Third part changes predictors values:

1) PRED_LOOP_EXIT: no dominant branch; value simply taken from statistics
2) PRED_LOOP_EXIT_WITH_RECURSION: there are 4 dominant edges; value taken w/o these edges
3) PRED_LOOP_EXTRA_EXIT: there's one really dominant edge; value taken w/o the edge; note that
coverage of the predictor is quite small
4) PRED_OPCODE_POSITIVE: no dominant branch; value simply taken from statistics
5) PRED_CONST_RETURN: there are 4 dominant edges, value taken w/o these edges
6) PRED_NULL_RETURN: one dominant edge, value taken w/o these edges
7) PRED_LOOP_IV_COMPARE_GUESS: very fragile predictor (according how is identified in predict.c);
has a dominant edge; value taken w/o these edges; in future I plan to investigate it
8) PRED_LOOP_GUARD: adjusted based on numbers without a one dominant edge

Martin

[-- Attachment #2: 0003-Adjust-predictor-values-according-to-SPEC2006-and-SP.patch --]
[-- Type: text/x-patch, Size: 4135 bytes --]

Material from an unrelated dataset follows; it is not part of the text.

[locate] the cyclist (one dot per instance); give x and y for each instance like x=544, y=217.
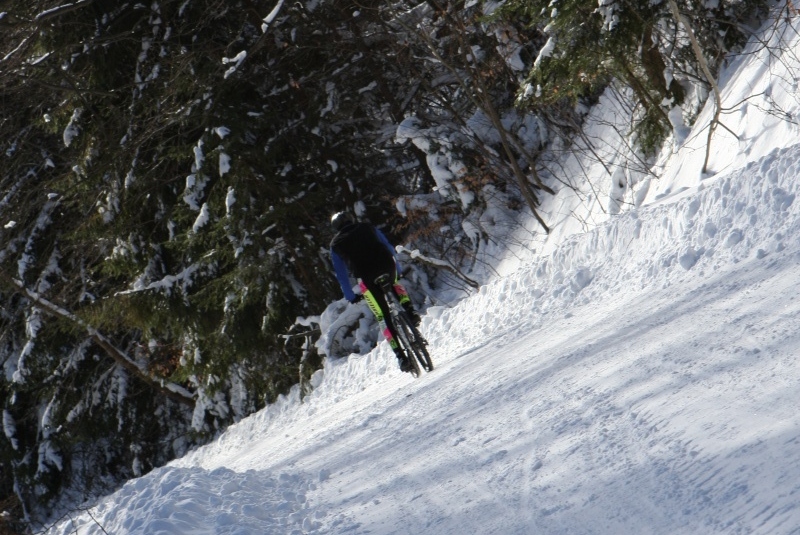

From 960f16a6e3e916524d8881f53913c15a3c2ec2ae Mon Sep 17 00:00:00 2001
From: marxin <mliska@suse.cz>
Date: Thu, 28 Dec 2017 10:13:50 +0100
Subject: [PATCH 3/5] Adjust predictor values according to SPEC2006 and
 SPEC2017.

gcc/ChangeLog:

2017-12-28  Martin Liska  <mliska@suse.cz>

	* predict.def (PRED_LOOP_EXIT): Change from 85 to 89.
	(PRED_LOOP_EXIT_WITH_RECURSION): Change from 72 to 78.
	(PRED_LOOP_EXTRA_EXIT): Change from 83 to 67.
	(PRED_OPCODE_POSITIVE): Change from 64 to 59.
	(PRED_TREE_OPCODE_POSITIVE): Change from 64 to 59.
	(PRED_CONST_RETURN): Change from 69 to 65.
	(PRED_NULL_RETURN): Change from 91 to 71.
	(PRED_LOOP_IV_COMPARE_GUESS): Change from 98 to 64.
	(PRED_LOOP_GUARD): Change from 66 to 73.
---
 gcc/predict.def | 18 +++++++++---------
 1 file changed, 9 insertions(+), 9 deletions(-)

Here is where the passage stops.